Ülkemiz de Mart ayının son Pazar günü yerel seçimler yapılacak ve seksen bir ilde yerel yöneticileri seçeceğiz. Ancak bakıldığında kimi adaylar bağlı olduğu parti genel başkanı ve yöneticilerinin kendine yüklediği siyasi “Misyon” peşinde konuşmalarını ve projelerini seçmenlerine aktarırken kimi adayların ise illerinin ihtiyaçlarından yola çıkarak seçmeninin kişisel taleplerine ve baskılarına boyun eğerek bu şekilde siyasi söylemlerine devam etmektedirler. Bir kentin geleceğini şekillendirmek onu çağın gereği ileri medeniyetlere taşımak yöneticilerinin asli görevleri arasındadır.
Bir ülkede akıl ve sanattan çok servete değer verilirse, bilinmelidir ki, orada keseler şişmiş kafalar ise boşalmıştır. Evet birilerine her zaman şirin görünebilirsiniz ama bu sadece birilerini memnun etmenin yolunu size açacaktır.
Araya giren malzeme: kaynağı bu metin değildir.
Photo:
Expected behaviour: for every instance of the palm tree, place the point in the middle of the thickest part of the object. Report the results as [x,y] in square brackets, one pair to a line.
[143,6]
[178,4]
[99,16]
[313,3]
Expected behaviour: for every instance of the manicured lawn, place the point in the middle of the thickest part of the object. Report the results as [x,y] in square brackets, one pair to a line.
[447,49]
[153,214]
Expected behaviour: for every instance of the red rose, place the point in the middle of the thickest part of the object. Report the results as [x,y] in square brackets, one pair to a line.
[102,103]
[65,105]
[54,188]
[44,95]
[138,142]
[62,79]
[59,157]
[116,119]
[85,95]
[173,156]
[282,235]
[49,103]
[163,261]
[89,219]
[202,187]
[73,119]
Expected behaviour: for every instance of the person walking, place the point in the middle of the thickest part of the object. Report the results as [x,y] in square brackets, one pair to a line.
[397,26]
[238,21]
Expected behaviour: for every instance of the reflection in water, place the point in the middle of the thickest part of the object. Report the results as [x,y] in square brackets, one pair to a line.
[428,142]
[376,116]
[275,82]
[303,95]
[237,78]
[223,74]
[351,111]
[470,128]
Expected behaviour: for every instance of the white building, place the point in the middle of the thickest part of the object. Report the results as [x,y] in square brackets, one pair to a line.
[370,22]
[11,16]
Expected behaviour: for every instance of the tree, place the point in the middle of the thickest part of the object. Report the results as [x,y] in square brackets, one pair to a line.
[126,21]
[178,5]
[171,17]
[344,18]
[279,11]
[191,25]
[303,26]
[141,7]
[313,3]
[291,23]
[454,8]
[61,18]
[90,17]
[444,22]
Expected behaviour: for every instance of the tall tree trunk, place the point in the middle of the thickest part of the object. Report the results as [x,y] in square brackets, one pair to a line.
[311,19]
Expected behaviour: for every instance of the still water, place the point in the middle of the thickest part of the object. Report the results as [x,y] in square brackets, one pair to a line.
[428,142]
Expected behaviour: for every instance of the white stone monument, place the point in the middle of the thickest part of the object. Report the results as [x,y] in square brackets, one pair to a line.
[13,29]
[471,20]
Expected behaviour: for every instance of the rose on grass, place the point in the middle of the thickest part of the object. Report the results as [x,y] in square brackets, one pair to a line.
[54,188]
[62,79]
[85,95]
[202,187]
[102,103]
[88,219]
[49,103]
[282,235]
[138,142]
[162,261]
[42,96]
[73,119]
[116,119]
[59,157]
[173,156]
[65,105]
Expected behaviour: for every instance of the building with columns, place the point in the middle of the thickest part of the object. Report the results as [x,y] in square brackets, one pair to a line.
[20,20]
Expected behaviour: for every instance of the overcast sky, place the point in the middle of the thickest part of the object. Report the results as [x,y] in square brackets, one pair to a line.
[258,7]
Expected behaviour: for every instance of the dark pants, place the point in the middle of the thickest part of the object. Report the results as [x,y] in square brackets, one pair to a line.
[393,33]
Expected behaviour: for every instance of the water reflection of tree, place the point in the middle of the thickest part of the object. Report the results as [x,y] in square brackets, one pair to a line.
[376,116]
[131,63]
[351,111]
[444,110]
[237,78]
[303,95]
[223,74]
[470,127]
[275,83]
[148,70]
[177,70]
Çok değil on beş yıl öncesinin Burdur’una baktığınız zaman özel idare iş hanında küçük de olsa kültür müdürlüğüne bağlı bir sanat galerisi ve onun başında deneyimli bir müdürü vardı Burdur da önceleri Eğitim Enstitüsü daha sonra “Süleyman Demirel Üniversitesi’ne” önemli bir Eğitim Fakültesi olan ve öğretmen yetiştiren bir eğitim kurumu vardı. Bu eğitim kurumda yine okullarımız da resim öğretmenliği bölümleri bulunuyor. Öğrenciler yıllık çalışmalarını burada sergiliyordu.
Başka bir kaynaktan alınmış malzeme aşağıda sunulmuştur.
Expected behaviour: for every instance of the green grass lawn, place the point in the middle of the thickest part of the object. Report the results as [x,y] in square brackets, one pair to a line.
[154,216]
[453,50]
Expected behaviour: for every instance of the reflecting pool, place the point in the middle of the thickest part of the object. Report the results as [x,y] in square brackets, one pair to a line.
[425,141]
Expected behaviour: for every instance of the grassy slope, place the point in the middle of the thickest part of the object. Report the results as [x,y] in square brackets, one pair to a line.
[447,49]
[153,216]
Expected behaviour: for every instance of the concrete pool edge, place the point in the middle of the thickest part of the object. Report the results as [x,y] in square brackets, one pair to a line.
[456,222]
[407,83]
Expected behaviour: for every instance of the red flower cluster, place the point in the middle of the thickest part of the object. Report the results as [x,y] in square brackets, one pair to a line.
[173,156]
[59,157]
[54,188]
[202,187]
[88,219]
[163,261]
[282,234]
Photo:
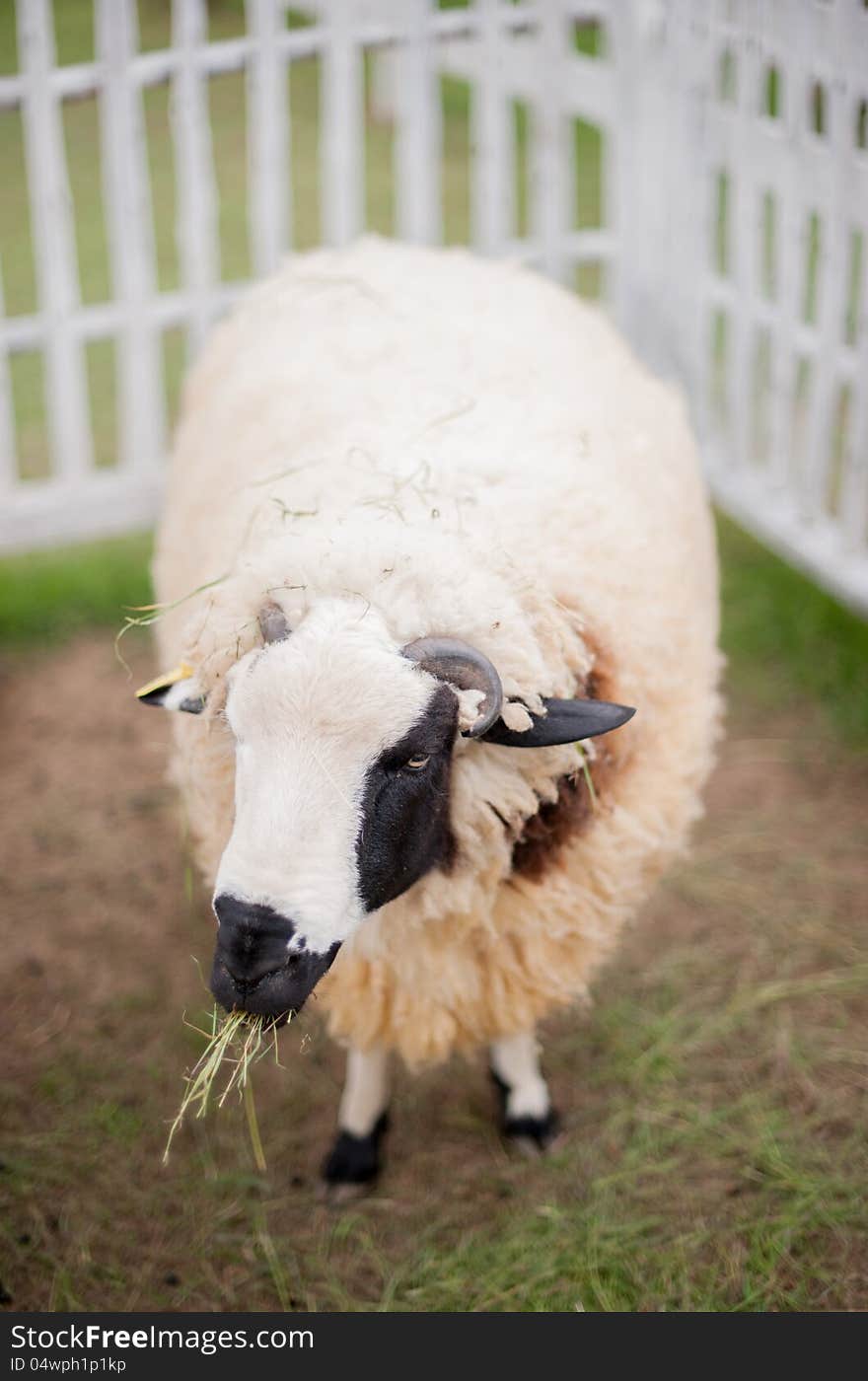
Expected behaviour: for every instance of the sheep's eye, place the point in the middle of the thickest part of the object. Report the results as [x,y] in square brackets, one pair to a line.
[418,763]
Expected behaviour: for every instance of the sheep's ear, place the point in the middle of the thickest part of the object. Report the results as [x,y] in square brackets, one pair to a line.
[177,690]
[564,721]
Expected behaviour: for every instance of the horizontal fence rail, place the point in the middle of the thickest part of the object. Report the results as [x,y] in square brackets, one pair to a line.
[702,170]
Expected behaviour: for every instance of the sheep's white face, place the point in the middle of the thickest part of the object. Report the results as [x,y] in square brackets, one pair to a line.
[342,755]
[342,748]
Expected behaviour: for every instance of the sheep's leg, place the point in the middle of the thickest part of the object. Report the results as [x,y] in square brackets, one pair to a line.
[353,1160]
[528,1116]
Ülkemiz de sanat’ın içine tükürüldüğü bir dönem yaşıyoruz. Ancak bir güzel söz söyleme sanatı var ise bir de güzel anlama ve dinleme sanatı vardır. Ülkemizin kurucusu Mustafa Kemal Atatürk veciz sözünde “sanatsız kalan bir milletin hayat damarlarından biri kopmuş demektir.” sözünü boşa söylememiştir bu nedenle yerel yönetim seçimlerinde belediye başkan adayı olacak kişilerin bir kentte vizyon kazandıran sanat faaliyetlerinin icrası için gündemlerine mutlaka ihtiyacı karşılayacak bir sanat galerisini almalarını salık verebilirim. Bir gazeteci dostum AVM yapılacağından bahsetmiş güldüm. Belediye başkanı koltuğu kimin olursa olsun seçilen kişi adeta Bremen mızıkacılar misali talep bombardımanına tutulacak ilk gün yorgunluğu ile gelenlerin her talebine olumlu yanıt verecektir.
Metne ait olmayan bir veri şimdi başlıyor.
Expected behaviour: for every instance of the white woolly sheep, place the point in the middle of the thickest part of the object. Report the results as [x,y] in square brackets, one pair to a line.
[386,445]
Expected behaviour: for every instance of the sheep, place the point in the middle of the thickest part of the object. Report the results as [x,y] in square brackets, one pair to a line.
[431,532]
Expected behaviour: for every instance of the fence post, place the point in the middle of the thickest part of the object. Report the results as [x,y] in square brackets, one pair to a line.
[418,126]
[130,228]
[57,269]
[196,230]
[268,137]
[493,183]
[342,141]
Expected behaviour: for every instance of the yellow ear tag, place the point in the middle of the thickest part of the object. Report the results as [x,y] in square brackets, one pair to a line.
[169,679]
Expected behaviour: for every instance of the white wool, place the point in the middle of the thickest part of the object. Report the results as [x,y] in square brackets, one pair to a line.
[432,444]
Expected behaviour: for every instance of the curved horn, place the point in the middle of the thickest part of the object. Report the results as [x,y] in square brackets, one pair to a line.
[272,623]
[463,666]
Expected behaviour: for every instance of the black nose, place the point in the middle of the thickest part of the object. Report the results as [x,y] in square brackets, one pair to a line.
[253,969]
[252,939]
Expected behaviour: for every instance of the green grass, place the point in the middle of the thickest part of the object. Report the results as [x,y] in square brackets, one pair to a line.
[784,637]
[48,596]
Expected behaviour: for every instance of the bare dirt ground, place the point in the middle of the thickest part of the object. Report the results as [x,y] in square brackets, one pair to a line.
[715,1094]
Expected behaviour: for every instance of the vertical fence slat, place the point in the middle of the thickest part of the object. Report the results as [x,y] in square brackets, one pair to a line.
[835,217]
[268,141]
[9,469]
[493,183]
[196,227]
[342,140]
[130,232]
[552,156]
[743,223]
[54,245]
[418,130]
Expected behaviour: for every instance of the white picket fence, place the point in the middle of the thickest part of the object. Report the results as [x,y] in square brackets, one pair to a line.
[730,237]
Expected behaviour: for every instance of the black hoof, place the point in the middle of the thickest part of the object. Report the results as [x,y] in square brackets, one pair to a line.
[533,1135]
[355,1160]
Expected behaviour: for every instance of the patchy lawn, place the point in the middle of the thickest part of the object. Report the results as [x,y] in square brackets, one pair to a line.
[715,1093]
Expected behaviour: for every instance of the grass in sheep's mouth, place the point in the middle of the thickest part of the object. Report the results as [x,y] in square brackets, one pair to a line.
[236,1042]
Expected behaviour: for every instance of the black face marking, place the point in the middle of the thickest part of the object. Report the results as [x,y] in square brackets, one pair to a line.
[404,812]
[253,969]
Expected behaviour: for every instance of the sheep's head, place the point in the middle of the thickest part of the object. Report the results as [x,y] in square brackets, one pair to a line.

Dünyanın neresinde olursanız olunuz idareci seçilmek kolaydır. Ama idare eden olmak zor bir meziyet olduğu için herkesin yakasında rozet olarak bulunmamaktır. İyi ahlaklı bir idarecide bulunması gereken meziyet ise “öfkelenmek beşeri bir olaydır, fakat bilahare sakinleşmemek ve affetmek ayıplanacak çok iğrenilecek bir harekettir. Bir dönem Türk siyasetine damga vurmuş uzun yıllar devlet hizmetinde önem arz eden görevler yapmış merhum Cumhurbaşkanı Süleyman Demirel’in günümüze kapak olacak veciz bir sözü vardır. “ Barışmasını bilmeyen kavga etmesin” derdi. Yakın çevresine konunun derinliği yerine esas konumuza gelelim gerçekten yöneticilerimizin gençlerimizin yarınlarına ışık tutacak sanat denilen olguyu onların gündemine taşımak için mutlaka Burdur’a bir sanat galerisi yapılması talebimdir.
Bizim okullarımız da Namık Kemal tarafından kaleme alınmış “Vatan yahut Silistre” Adalı Halil” gibi bir çok piyes sahnelenir. Bunu öğretmenlerimiz ve bizden büyük ağabeylerimiz oynarken, bizlere de oyun içinde küçük roller verilir. Oynarken kendi öz güvenimizi kazandığımızın farkına varırdık. Hayata atılan her genç bu şekilde kendisini anlatma yeteneğine sahip karşısındaki muhatabına ne istediğini talebini belirtme cesaretliliğini kolayca ifade edebilirdi. Sanatın elbette insana kazandırdığı beceri ve kolaylık bununla sınırlı değildir. Bazen bu kendisinin uğraşı olarak uzun yıllar devam edecek uğraşı olabilir.